Although mRNA is widely expressed in all tissues tested, bands up to 2.0 kb were found to be expressed only in intestine, kidney and liver. Applicant has two different CNREB
-2 It was assumed that the mRNA was due to alternative splicing of the mRNA or to be encoded by a different gene. Sequencing revealed that the 5'-end of CNREB-2 remained missing. To get the rest of the molecule,
Using a 2.4 kb fragment, the mouse genomic library was transferred to CNREB-
Screened in 2. Three positive clones were identified. Further sequencing analysis revealed two different splicing isoforms. The shorter isoform is CNREB-2S (SEQ ID NO: 17) and the longer isoform is CNREM-2L
(SEQ ID NO: 19), which encodes a polypeptide having the sequence of SEQ ID NO: 18 and SEQ ID NO: 20, respectively. No homology was found in the non-redundant GenBank gene database.

Expression of CNREB-1 in Prokaryotic Vectors Applicants have translated CNREB-1 cDNA into two different expression vectors: pcDNA3.1 (Invitrogen, C
arlsbad, CA) and pGEM3Zf (Promega, Madison, WI). in
In vitro transcription and translation assays revealed that the major 50 kDa protein and two small proteins (45 kDa and 40 kDa) were produced by both CNREB-1 expression plasmids (see FIG. 1). ). Applicants have assumed that 45 kDa and 40 kDa are generated by using an internal in-frame ATG to initiate translation. To confirm specific binding between CNRE and CNREB-1, Applicants performed a gel shift assay using ³² P-labeled Ren1-CNRE and CNREB-1 from transcription and translation in vitro. Applicants have demonstrated complex formation between CNRE and CNREB-1. Interestingly, the CNREB-1 complex was also formed with human c-myc, which shares the CNRE consensus element with Ren-1 CNRE and mouse renin CRE. MHC-1 CN
No complex formation was seen between RE and CNREB-1. All of these results are consistent with applicant's previous observations (Barreu G. et al., Proc. Natl. Acad. Sci. USA, 1
992, 89: 885-889; Horiuchi M. et al., J. Clin. Invest., 1993, 92: 1805-1811).

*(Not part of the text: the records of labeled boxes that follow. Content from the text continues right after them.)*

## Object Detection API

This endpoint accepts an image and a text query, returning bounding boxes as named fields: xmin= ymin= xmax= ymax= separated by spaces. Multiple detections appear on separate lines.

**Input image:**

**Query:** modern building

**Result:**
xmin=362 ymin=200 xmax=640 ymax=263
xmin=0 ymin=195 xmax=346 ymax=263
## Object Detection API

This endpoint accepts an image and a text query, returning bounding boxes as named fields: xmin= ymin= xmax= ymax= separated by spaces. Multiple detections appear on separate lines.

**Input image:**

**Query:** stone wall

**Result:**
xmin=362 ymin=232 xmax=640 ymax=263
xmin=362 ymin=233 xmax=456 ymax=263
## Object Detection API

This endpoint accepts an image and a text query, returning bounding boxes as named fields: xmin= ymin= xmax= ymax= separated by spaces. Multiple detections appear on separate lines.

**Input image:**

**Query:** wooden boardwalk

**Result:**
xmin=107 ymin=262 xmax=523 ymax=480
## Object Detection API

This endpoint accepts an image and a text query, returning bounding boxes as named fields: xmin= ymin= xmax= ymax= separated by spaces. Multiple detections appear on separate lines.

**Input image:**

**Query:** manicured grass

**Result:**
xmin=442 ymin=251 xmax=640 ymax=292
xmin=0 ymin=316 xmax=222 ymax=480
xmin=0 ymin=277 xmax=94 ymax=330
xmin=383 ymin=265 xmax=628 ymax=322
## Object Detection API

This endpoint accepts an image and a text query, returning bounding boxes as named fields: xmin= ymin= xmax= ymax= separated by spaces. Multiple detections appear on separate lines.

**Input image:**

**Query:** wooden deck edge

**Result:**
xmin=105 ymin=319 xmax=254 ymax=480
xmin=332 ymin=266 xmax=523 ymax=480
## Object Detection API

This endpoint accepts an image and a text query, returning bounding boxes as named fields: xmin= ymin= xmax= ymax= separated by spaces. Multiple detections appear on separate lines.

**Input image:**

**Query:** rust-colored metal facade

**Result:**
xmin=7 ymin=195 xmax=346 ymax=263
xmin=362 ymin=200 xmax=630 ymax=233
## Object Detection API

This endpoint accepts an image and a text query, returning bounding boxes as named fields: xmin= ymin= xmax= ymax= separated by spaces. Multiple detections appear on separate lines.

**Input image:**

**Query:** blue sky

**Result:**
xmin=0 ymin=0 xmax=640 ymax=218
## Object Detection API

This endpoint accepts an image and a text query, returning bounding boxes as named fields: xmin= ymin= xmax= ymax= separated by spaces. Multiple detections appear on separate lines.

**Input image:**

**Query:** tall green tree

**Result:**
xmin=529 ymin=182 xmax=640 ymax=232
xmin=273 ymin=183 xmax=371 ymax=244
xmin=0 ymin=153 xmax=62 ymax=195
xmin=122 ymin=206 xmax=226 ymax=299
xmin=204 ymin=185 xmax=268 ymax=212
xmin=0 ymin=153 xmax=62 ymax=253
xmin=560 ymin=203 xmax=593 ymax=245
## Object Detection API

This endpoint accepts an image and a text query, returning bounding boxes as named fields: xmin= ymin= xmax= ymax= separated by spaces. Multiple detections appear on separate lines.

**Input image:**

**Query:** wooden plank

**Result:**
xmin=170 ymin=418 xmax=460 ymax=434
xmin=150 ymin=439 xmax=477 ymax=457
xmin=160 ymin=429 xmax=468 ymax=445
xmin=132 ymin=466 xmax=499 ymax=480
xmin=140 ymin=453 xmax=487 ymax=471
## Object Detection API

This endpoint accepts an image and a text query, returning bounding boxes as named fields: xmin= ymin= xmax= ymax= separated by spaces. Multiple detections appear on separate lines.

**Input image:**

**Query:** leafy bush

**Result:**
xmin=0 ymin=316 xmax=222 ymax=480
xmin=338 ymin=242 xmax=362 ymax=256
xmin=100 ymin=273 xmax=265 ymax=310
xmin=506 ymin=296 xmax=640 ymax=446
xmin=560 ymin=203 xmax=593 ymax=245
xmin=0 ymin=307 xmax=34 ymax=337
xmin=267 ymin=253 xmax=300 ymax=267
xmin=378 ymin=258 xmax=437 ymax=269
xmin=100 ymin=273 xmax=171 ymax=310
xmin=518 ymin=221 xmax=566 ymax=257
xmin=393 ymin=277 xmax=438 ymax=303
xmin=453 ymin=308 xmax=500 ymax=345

Transient Transfection and Reporter Gene Assay The AS4.1 cell line was derived from a renin-expressing renal tumor induced by SV40 T antigen-mediated tumorigenesis in transgenic mice. The system is ATCC (American Tis
sue Culture Collection, Manassas, VA). AS4.1 cells express high levels of renin mRNA. Therefore, AS4.1 cells were used as a model for studying renin gene expression.

The HeLa cell line (epithelial cervical cancer) was also purchased from ATCC. HeLa cells have high levels of c-
Express myc mRNA. Therefore, HeLa cells were used as a model for studying c-myc gene expression.

All cDNAs (CNREB-1 and controls) were cloned into eukaryotic expression vector pcDNA3.1 (Invitrogen, CA) for transfection. Transfection was performed using Fugene-6 (transfection agent) (Boehringer Mannheim, G.
ermany) and according to the manufacturer's protocol.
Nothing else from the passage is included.